Lower Babur is a village in the Arghandab District of Kandahar Province in southern Afghanistan that was destroyed by American military forces in October and November 2010.[1]
In the Autumn of 2010, the United States Army launched Operation Dragon Strike in Kandahar as a part of U.S. President Barack Obama's broader troop surge strategy in Afghanistan.[2] After experiencing high casualties in Arghandab, Lt. Col. David S. Flynn of the American 1-320th field artillery, a part of the 101st Airborne Division, ordered villagers in some villages to diffuse IEDs or leave their villages, which would be destroyed by aerial bombardment.[citation needed] Flynn maintained that villagers knew the location of IEDs;[citation needed] some villagers later stated that they would coordinate with insurgents to travel safely along certain paths at certain hours of the day.[3]
Flynn later explained that the villages were empty of people and full of IEDs,[4] a claim repeated by The New York Times.[5] Villagers near Lower Babur disputed this account during interviews with IPS, explaining that they had evacuated their homes prior to the American offensive, but returned regularly to tend to their properties.[3][6]

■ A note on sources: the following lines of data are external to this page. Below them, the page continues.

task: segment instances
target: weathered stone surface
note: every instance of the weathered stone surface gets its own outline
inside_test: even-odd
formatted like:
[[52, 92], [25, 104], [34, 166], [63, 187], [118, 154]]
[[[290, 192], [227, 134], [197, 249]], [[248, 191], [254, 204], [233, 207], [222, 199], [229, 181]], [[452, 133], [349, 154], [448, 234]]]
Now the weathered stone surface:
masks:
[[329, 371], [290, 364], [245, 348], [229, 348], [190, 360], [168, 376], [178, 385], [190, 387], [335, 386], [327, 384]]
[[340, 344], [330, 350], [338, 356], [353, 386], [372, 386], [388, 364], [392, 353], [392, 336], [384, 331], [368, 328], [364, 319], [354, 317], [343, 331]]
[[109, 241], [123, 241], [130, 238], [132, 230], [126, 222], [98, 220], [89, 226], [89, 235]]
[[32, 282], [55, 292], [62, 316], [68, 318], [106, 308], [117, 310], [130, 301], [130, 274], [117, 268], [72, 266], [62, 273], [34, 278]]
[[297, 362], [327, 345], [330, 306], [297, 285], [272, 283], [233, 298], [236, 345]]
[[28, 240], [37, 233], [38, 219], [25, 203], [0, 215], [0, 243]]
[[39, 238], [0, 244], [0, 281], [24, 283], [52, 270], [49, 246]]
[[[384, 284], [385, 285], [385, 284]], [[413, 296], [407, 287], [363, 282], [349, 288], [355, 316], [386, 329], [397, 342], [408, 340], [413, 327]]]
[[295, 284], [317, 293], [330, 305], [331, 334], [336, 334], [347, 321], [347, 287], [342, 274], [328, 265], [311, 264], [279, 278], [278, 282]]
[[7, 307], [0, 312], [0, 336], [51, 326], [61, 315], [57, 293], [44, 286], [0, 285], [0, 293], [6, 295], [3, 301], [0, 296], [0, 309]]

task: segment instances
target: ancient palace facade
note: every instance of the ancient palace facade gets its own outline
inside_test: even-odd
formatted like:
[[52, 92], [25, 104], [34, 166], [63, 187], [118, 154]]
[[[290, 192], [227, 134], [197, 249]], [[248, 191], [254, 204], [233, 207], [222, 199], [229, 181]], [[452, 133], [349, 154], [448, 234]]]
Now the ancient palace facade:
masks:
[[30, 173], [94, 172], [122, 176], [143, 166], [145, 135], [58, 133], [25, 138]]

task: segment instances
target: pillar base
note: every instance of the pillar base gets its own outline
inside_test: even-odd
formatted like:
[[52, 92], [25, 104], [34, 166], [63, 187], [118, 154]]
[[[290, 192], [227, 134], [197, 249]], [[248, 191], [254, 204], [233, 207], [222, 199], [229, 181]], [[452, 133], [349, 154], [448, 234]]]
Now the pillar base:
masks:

Few media sources describe the destruction of Lower Babur specifically.[1] Arghandab District governor Shah Muhammed Ahmadi reported that 6 villages had been destroyed, with his assent and the agreement of their inhabitants.[5] In April 2011, Bob Strong of Reuters reported that "a walk through what was once the village of lower Babur revealed a narrow strip of rubble surrounded by orchards and forest on both sides, testimony to the force of U.S. bombing."[7] Strong noted that the village mosque had been rebuilt.[7] In August 2011, Sean Martin reported that 20 small houses had been "rebuilt" by the "Kandahar Provincial Reconstruction Team." Afghans had not yet moved back into their village.[8]